Ayer hizo un día de esos espléndidos días de invierno, sin viento, un cielo azul radiante y bastante frío; un día de postal. Así, bien abrigado, andando despacito por los caminos de nieve helada, me puse a pensar en una conferencia que di hace ya bastantes años, en noviembre de 2019 concretamente, en la Sociedad Científica de Mérida. La conferencia llevaba el título «LA HISTORIA DE LA CONCIENCIA MEDIOAMBIENTAL, DESDE LA BALADA DEL HUMO DE GRESHAM COLLEGE HASTA GRETA THUNBERG». Eran días prepandémicos y la cuestión más debatida era el despertar de la conciencia medioambiental, impulsada por la certeza científica de un cambio climático extremo, que podía dar al traste, en el peor de los casos, con todos los progresos de la humanidad hasta la fecha. La figura de la pequeña y aparentemente frágil adolescente sueca, la joven Greta Thunberg, representaba en aquel momento el despertar de la conciencia medioambiental; poniendo en jaque a los líderes mundiales, reclamando acciones que pudieran frenar el cambio climático en la medida que este era producto de las actividades económicas de los humanos.
Quería yo mostrar que ese despertar había tenido lugar mucho antes, en el siglo XVII, aunque podría encontrar testimonios aún más antiguos de avisos y advertencias que daban testimonio de como el hombre, con sus actividades, iba deteriorando su propio hábitat, hasta llegar a la situación en la que nos encontramos hoy. No será porque no nos lo han advertido. Lo hicieron los de Gresham College (1663), medio en serio medio en broma, inspirados por uno de los fundadores de la Royal Society, John Evelyn, que, en un panfleto dedicado al rey inglés Carlos II, Fumifugium (1661), expone la notoria polución del aire en la ciudad de Londres y propone diferentes maneras de como mejorarlo, para hacer de la ciudad un lugar saludable y ameno para vivir y, muy importante también, para asegurar el progreso económico y moral de la sociedad.
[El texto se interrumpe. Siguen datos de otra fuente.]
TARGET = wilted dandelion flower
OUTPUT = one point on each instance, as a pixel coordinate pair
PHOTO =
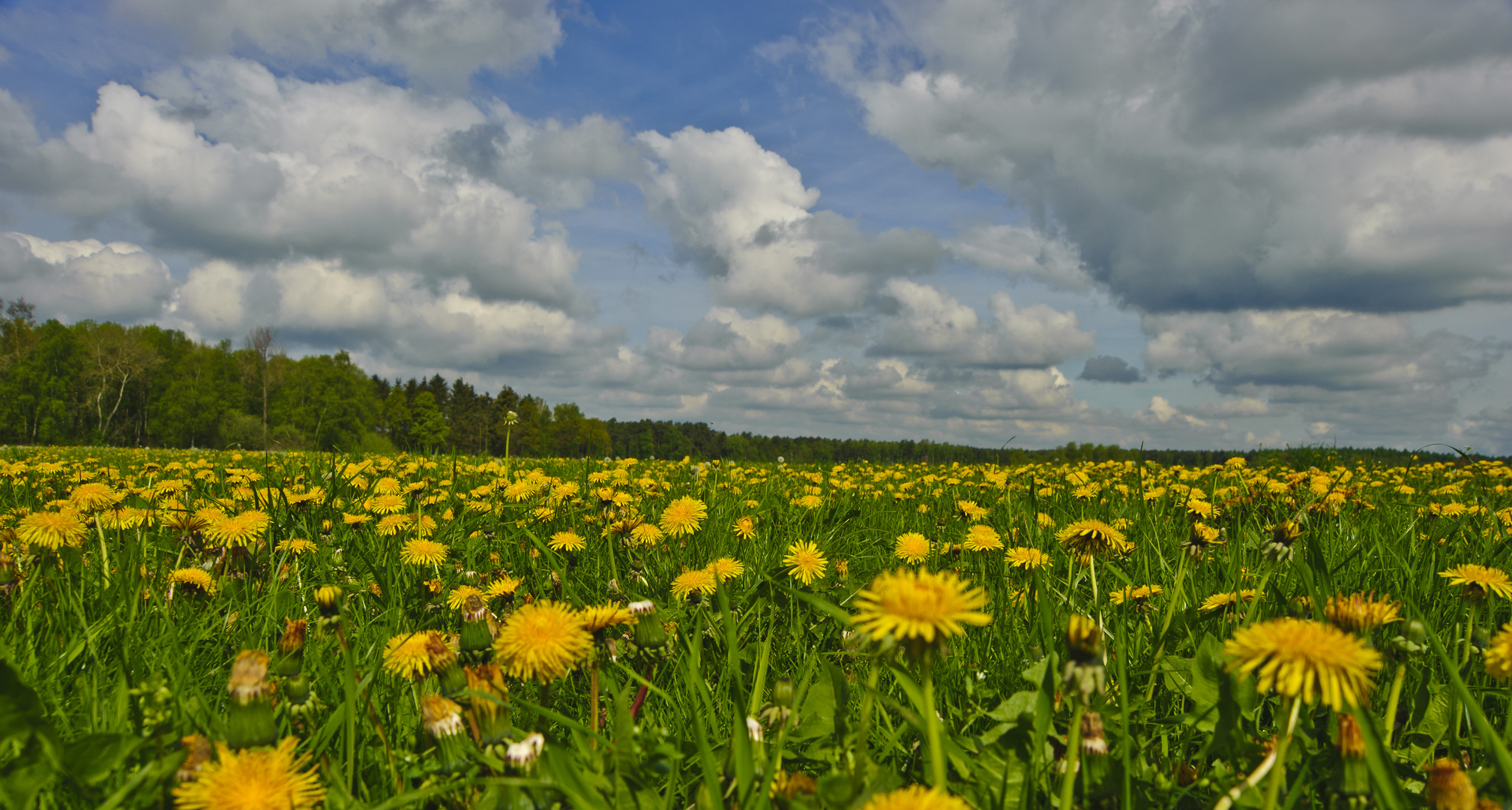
(50, 529)
(805, 562)
(567, 541)
(684, 517)
(257, 778)
(915, 796)
(422, 551)
(1479, 580)
(1305, 659)
(1027, 559)
(920, 608)
(542, 640)
(1361, 614)
(1095, 538)
(912, 548)
(688, 584)
(982, 538)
Leyendo a John Evelyn obtenemos una imagen verídica de la gran ciudad de Londres, que el presenta como una urbe casi perfecta para a continuación describir en pocas palabras los problemas que hacen a esta ciudad francamente inhabitable. Leamos sus argumentos: “Pero inferiré que si esta hermosa ciudad reclama justamente lo que le corresponde y merece todo lo que se pueda decir para reforzar sus elogios y darle título, debe ser liberada de aquello que la hace menos saludable, la ofende realmente, y que oscurece y eclipsa todas sus demás atribuciones. Y ¿qué es todo esto sino esa nubosa y funesta nube de carbón de mar (carbón mineral a diferencia de carbón vegetal)? que no solo está perpetuamente inminente sobre su cabeza. Como dijo el poeta (Virgilio, Eneida:
Conditur in tenebris altum caligine Cœlum: «Se oculta en las tinieblas el cielo alto con espeso velo.»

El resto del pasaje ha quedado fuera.